Czytelnia
Maria Małgorzata Baranowska
„Głos mają kobiety”, czyli o tożsamości i różnicy
„Głos mają kobiety. Teksty feministyczne”,
zebrała Sławomira Walczewska. Convivium, Kraków 1992.
Pierwsza w Polsce książka feministyczna – sprzedawana na (zastępującej stolik bukinisty) desce do prasowania, pod hasłem „Niech on ugotuje obiad, a ty przeczytaj” – jest zbiorem tekstów wygłoszonych podczas dorocznych sesji feministycznych, odbywających się zawsze w marcu, w Krakowie (wybór marcowego terminu ma podkreślić niechęć środowiska do „tradycyjnego” Dnia Kobiet).
Sprawy, które się tu porusza, nie są ani egzotyczne, ani marginesowe. Nawet pomijając oczywisty fakt, że kobiety to połowa ludzkości, łatwo zauważyć, że problematyka feministyczna obejmuje wiele dziedzin i płaszczyzn, wkracza na teren chyba wszystkich nauk humanistycznych oraz że jej właściwe wątki i sposoby myślenia są charakterystyczne dla współczesnej myśli w ogóle.
Widać to wyraźnie w grającej ważną rolę w myśli feministycznej, tak bulwersującej nie przyzwyczajonych, problematyce płci. Nie dla „epatowania” i „łamania tabu” jest tu poruszana. Wiadomo, przynajmniej od czasu pojawienia się psychoanalizy, jak ważna jest to sfera w życiu człowieka – dla odnajdywania tożsamości, dla samorealizacji. Tym bardziej ważna, gdy chodzi o kobiety, określane przecież zazwyczaj jako żony, kochanki, matki.
Sfera płci, cielesności, seksu – tak fundamentalnie, nieuchronnie i głęboko określająca człowieka – jest przez to samo trudna do analizy: emocjonalnie odbierana, podatna na mitologizację. Jest to również szczególne miejsce męskiej dominacji. Nie tylko bezmyślnej i brutalnej przemocy, także tej subtelniejszej, lecz tym trudniejszej do opisania i zwalczania.
Myśl i wrażliwość współczesna bardzo silnie reaguje na przejawy zafałszowań i manipulacji, nie toleruje automatycznie przejmowanych stereotypów i pozornych, „odwiecznych”, oczywistości. Nikt już świadomie nie chce przyjmować nie przez siebie wybranych ról i cudzych projektów na życie.
Autorkom takich tekstów, jak „Syndrom Ewy, czyli zmysłowość według męskich projekcji” (Bożena Chołuj), „Między nami masochistkami” (Barbara Limanowska), „Mała historia aborcji” (Maria Ciechomska), chodzi właśnie o wykrycie i odrzucenie tego, co w samorozumieniu, sposobie życia i więzi z drugim jest narzucone z zewnątrz, nie-własne, skrojone według cudzych potrzeb.

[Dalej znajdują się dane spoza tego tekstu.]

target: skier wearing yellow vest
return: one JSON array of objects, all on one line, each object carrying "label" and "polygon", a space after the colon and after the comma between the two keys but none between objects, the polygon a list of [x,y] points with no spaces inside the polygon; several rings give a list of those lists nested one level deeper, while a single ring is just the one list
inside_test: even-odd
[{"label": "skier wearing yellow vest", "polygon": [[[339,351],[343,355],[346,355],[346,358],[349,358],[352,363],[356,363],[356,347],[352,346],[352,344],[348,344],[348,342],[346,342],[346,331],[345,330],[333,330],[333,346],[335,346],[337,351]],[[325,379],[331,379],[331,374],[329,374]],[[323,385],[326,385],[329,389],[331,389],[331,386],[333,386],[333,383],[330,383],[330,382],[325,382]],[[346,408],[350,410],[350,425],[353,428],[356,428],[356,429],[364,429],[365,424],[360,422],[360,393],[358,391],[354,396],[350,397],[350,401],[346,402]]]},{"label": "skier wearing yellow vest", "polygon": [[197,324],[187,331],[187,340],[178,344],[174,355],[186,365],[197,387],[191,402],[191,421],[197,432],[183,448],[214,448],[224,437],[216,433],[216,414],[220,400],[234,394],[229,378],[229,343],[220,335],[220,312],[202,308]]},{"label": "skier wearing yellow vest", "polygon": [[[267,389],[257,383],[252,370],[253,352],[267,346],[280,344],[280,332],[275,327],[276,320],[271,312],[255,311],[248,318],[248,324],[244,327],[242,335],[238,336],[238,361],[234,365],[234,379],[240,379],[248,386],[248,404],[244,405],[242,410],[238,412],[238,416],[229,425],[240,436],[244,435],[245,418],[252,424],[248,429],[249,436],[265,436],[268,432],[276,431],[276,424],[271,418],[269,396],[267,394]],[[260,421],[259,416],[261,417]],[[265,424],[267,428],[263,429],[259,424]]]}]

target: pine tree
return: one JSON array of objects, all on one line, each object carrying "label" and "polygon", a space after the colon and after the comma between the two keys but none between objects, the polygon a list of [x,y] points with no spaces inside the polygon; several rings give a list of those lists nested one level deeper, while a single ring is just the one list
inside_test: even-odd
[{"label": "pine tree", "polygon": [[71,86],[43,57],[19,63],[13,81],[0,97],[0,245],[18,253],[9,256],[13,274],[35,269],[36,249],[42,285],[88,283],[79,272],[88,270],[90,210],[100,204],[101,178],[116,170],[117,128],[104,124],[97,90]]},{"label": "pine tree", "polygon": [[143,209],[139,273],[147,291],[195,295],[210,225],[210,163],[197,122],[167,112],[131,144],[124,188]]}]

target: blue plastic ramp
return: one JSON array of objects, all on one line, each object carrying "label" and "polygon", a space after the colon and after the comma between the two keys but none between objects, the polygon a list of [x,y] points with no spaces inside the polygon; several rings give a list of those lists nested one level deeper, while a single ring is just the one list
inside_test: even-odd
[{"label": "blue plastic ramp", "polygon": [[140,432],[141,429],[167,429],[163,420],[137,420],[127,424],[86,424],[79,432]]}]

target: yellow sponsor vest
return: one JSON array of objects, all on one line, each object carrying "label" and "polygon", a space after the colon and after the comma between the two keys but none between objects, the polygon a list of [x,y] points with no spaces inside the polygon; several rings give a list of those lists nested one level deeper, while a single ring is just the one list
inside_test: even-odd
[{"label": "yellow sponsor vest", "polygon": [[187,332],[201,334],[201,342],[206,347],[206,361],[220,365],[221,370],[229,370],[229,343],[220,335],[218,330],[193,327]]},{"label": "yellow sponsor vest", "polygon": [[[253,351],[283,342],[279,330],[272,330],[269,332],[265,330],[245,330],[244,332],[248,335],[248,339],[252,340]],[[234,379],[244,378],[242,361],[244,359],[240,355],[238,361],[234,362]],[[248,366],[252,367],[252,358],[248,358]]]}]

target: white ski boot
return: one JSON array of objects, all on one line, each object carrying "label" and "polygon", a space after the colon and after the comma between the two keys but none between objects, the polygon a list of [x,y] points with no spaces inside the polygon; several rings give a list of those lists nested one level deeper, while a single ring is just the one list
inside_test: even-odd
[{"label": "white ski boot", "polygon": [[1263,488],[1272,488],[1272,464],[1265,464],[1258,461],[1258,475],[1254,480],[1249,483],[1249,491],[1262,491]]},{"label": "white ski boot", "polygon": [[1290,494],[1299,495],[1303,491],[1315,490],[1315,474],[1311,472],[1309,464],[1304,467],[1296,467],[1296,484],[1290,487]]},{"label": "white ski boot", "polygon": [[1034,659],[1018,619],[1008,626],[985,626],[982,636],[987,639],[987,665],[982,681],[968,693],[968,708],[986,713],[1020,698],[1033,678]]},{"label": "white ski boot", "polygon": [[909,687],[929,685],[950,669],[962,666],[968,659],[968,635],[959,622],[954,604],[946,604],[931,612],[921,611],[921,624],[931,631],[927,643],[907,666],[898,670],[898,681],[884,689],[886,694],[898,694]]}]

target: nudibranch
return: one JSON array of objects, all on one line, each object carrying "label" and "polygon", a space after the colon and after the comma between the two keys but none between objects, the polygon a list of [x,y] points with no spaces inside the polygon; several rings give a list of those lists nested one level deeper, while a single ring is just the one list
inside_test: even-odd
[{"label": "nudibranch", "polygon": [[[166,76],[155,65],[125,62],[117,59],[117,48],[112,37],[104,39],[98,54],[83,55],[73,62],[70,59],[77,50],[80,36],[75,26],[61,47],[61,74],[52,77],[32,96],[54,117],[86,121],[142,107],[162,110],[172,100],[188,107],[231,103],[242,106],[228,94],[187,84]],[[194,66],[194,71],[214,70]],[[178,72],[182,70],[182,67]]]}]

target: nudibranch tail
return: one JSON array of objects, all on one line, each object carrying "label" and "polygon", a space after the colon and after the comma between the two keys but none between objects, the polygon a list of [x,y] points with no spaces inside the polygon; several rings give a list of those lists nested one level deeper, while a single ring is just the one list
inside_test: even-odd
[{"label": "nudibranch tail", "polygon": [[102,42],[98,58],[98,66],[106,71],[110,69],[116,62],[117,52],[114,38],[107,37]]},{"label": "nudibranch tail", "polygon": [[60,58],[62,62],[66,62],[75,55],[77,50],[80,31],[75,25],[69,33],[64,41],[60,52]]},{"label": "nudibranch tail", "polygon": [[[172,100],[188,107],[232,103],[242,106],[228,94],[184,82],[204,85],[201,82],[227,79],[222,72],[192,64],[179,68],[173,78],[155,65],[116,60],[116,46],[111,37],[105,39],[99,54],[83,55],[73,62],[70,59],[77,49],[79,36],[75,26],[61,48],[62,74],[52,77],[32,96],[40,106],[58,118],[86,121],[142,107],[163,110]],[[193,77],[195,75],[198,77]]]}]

Ostrze krytyki zwraca się nie tylko przeciw tradycyjnemu rozumieniu roli kobiety. Współczesny sposób traktowania spraw płci, ciała, kobiecości, erotyki także często bywa ich instrumentalizacją.
Poszukiwania feministek wpisują się w obręb zjawiska o szerszym zasięgu. Zachwianie tożsamości i utrata przekonania, że określenie miejsca w społeczeństwie i w życiu jest z góry dane, wieczne, wynikające z natury, dotyczy chyba wszystkich grup i ról społecznych, nie tylko ról kobiety i mężczyzny (bo z tym też są kłopoty, o czym panie dobrze wiedzą).
Zmiana stosunku do ciała i seksu też jest powszechna (i najwyraźniej nieodwracalna). Polega na odkrywaniu i uznawaniu piękna erotyki jako czegoś samodzielnego, cennego samego w sobie, a co zostaje wypaczone i poniżone, jeśli się je sprowadzi do roli narzędzia lub gdy takim narzędziem staje się drugi człowiek. Nikt nie jest już skłonny pogodzić się z doznawaniem tej sfery życia jako rodzaju „przekleństwa”, źródła cierpień.